Il secco no all’apertura di Mosca, aggiunge Ahtisaari in un’intervista, derivò dalla convinzione di Francia, Washington e Londra che Assad sarebbe caduto comunque: «Nel 2012 perdemmo un’opportunità». L’opportunità di risparmiare centinaia di migliaia di vittime (nel febbraio 2012 il bilancio era di 7.500 morti, oggi è di 250mila), di evitare 4 milioni di profughi all’estero e 11 milioni di sfollati interni, la distruzione della ricchezza architettonica siriana, la frantumazione dell’economia. E forse di evitare l’avanzata di Isis e gruppi islamisti avversari o satellite, sulle macerie dello Stato siriano.

Come si dice spesso la storia non si fa con i se. Ma la rivelazione dell’ex negoziatore apre a questioni ancora attuali. Indebolisce ulteriormente l’approccio statunitense alla guerra civile siriana, subito diventata globale a causa delle mire degli alleati regionali Usa: Washington, che manca di una strategia comprensibile e univoca verso lo Stato Islamico, ha sbagliato nell’investire centinaia di milioni di dollari nel finanziamento di gruppi che non esistono più. E se con una mano rimpinzava le pance delle opposizioni in esilio, con l’altra si copriva gli occhi fingendo di non vedere che l’assenza dello Stato garantiva spazio di manovra ai gruppi estremisti. Peggio se l’obiettivo fosse stato proprio questo: distruggere la Siria per avere indietro un Medio Oriente più controllabile.

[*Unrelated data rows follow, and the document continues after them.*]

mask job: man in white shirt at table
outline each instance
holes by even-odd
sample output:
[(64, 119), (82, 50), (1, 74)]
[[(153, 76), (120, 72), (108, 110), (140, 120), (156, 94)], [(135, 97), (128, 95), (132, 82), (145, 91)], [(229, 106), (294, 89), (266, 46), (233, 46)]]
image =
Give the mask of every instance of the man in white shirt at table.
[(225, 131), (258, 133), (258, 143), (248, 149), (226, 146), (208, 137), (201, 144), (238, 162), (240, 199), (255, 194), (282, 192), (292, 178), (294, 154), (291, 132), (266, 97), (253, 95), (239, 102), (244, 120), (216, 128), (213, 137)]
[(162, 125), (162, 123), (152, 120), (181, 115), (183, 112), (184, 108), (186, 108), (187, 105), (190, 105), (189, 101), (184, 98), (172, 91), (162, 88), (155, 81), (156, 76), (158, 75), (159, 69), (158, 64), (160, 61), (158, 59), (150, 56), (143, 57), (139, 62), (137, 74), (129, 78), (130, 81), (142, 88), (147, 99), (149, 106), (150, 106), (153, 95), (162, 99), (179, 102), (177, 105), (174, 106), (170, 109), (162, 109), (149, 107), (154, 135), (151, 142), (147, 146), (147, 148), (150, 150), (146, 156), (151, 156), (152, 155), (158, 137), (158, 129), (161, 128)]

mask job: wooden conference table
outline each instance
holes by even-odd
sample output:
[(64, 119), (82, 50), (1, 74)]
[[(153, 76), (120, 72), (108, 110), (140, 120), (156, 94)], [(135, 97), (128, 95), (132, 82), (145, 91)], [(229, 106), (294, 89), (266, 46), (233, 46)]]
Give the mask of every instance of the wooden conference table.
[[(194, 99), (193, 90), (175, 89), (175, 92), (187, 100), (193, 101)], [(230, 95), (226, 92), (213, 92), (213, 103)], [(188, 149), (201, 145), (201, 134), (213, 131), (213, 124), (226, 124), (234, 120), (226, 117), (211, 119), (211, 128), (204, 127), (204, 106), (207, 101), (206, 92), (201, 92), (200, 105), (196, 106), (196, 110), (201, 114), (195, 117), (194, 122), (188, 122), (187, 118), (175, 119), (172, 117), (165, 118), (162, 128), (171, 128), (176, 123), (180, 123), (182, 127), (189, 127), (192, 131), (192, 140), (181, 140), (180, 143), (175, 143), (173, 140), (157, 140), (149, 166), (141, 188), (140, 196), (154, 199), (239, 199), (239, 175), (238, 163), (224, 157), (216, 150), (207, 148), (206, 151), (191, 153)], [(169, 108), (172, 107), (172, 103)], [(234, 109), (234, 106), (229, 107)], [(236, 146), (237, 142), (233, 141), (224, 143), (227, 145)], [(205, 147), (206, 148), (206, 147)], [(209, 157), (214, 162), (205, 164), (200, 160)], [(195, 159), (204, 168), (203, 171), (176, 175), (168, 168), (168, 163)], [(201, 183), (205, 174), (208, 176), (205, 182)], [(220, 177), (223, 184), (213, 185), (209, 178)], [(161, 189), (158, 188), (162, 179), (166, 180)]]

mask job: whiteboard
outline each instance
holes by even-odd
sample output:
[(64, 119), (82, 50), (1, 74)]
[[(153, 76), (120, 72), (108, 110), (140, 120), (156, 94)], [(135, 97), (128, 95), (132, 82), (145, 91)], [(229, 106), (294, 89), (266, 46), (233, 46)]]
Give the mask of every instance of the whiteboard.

Ma le rivelazioni di Ahtisaari dicono anche qualcos’altro: Assad, l’alleato russo, non è intoccabile. Da anni Mosca insiste sull’impossibilità di giungere alla pace senza il presidente siriano. Eppure, appare chiaro che – al di là delle dichiarazioni ufficiali – Putin lo consideri sacrificabile. O almeno, lo considerava. Dopo quel tentativo del febbraio 2012, Assad ha risalito la china, seppur il territorio che controlli è molto più ridotto di quello di tre anni fa. Perché in questo arco di tempo ci sono stati l’interposizione russa alla guerra di Obama, nel settembre 2013; la scomparsa delle opposizioni moderate a favore di al-Nusra e Isis; la riabilitazione parziale di Damasco con lo smantellamento dell’arsenale chimico; lo storico accordo sul nucleare siglato dal 5+1 con l’Iran, primo sostenitore di Assad.

Oggi la Russia si gioca gli assi accaparrati con le vittorie diplomatiche, brandendo la minaccia di un intervento militare e criticando la strategia della coalizione: ieri ha accusato l’Occidente di non voler coordinare gli attacchi contro lo Stato Islamico con Mosca, mentre il portavoce del Cremlino, Dmitry Peskov, ricordava che il dialogo tra Mosca e Washington è «indispensabile» per porre fine alla crisi.

La risposta Usa è la stessa da giorni: la Russia sta imbastendo una base aerea nell’ovest della Siria da usare per un intervento militare al fianco dell’esercito governativo. Non passa giorno senza che funzionari anonimi o no non rilascino dichiarazioni sull’equipaggiamento russo in Siria: «Hanno spostato truppe e cose a Latakia, ciò suggerisce un suo uso come base aerea operativa», ha detto lunedì il portavoce del Pentagono Jeff Davis, mentre esperti che monitorano i satelliti indicavano nel dettaglio quanti mezzi e di che tipo siano già sul terreno.

Anche la reazione russa è la stessa: sosterremo Damasco nella lotta «al terrorismo dell’Isis – ha detto ieri il presidente Putin – e forniamo e forniremo l’assistenza tecnica e militare necessaria. Chiediamo ad altri paesi di unirsi a noi». La macchina neocoloniale è in movimento. Sullo sfondo degli interessi delle superpotenze resta un popolo devastato, mai interpellato.